‘Too big for Australia’, says pension fund eyeing global expansion

Reuters

SYDNEY (Reuters) – Australia’s biggest pension fund has outgrown the country and wants to quadruple in size to be a global investment powerhouse worth A$1 trillion ($700 billion) within a decade, its Chief Executive Officer said on Tuesday.

AustralianSuper, which has A$260 billion of the country’s retirement money under management, plans to invest up to 70% of its capital offshore to avoid “performance drag” by focusing on home, Paul Schroder said in a Reuters Newsmaker interview.

“We are too big for Australia,” Schroder told the online event.


“We consider ourselves a global investor with domestic beneficiaries. It is true we were far too Melbourne-centric and Australian orientated, but we are generally in all of our fibres taking the view that we are global investors.”

Australian pension fund managers have benefited from a system introduced in the 1980s under which employers must pay an additional 10.5% of staff wages as superannuation. That has left funds flush with money to invest, but with limited assets to purchase domestically.

AustralianSuper now has up to 70% of its funds managed offshore, according to Schroder. The organisation had 70 staff in a London office, with plans to triple that headcount. An office in New York, which was focused on private equity investing, was also growing, Schroder said.

The fund, which owns ports, airports, rail and road infrastructure in Australia, Europe and North America, has said it wants A$500 billion in assets by 2026, but Schroder said he was taking a longer view.

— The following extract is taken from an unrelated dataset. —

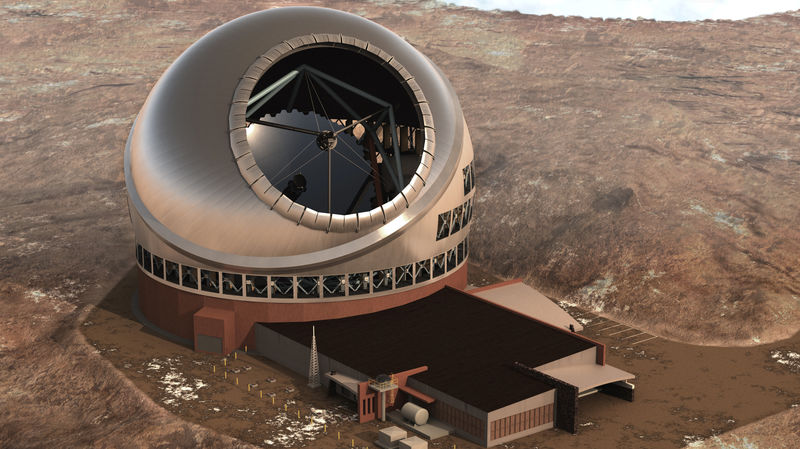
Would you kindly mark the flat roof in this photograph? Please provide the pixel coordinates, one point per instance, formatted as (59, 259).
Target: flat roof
(468, 344)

Within a decade, he said, “we want to be a one trillion dollar investor”.

“We’re unashamedly in the business of scale,” he said.

AustralianSuper had no specific investment target but considered unlisted assets well-suited to its business in the current economic climate, since they typically carried “inflation protection”, Schroder said.

At a time of economic, geopolitical and logistical disruption, Schroder said the single biggest investment challenge was inflation, and he dismissed reports that rate increases by the U.S. Federal Reserve were starting to slow the overheated economy.

“You need to see some sustained signals to say it’s dealt with,” he said.

“Our view is that there’s some pretty tough times ahead. We think we’re in tight environment. The question is: what’s the rate of that tightening and is there a pivot around the corner?”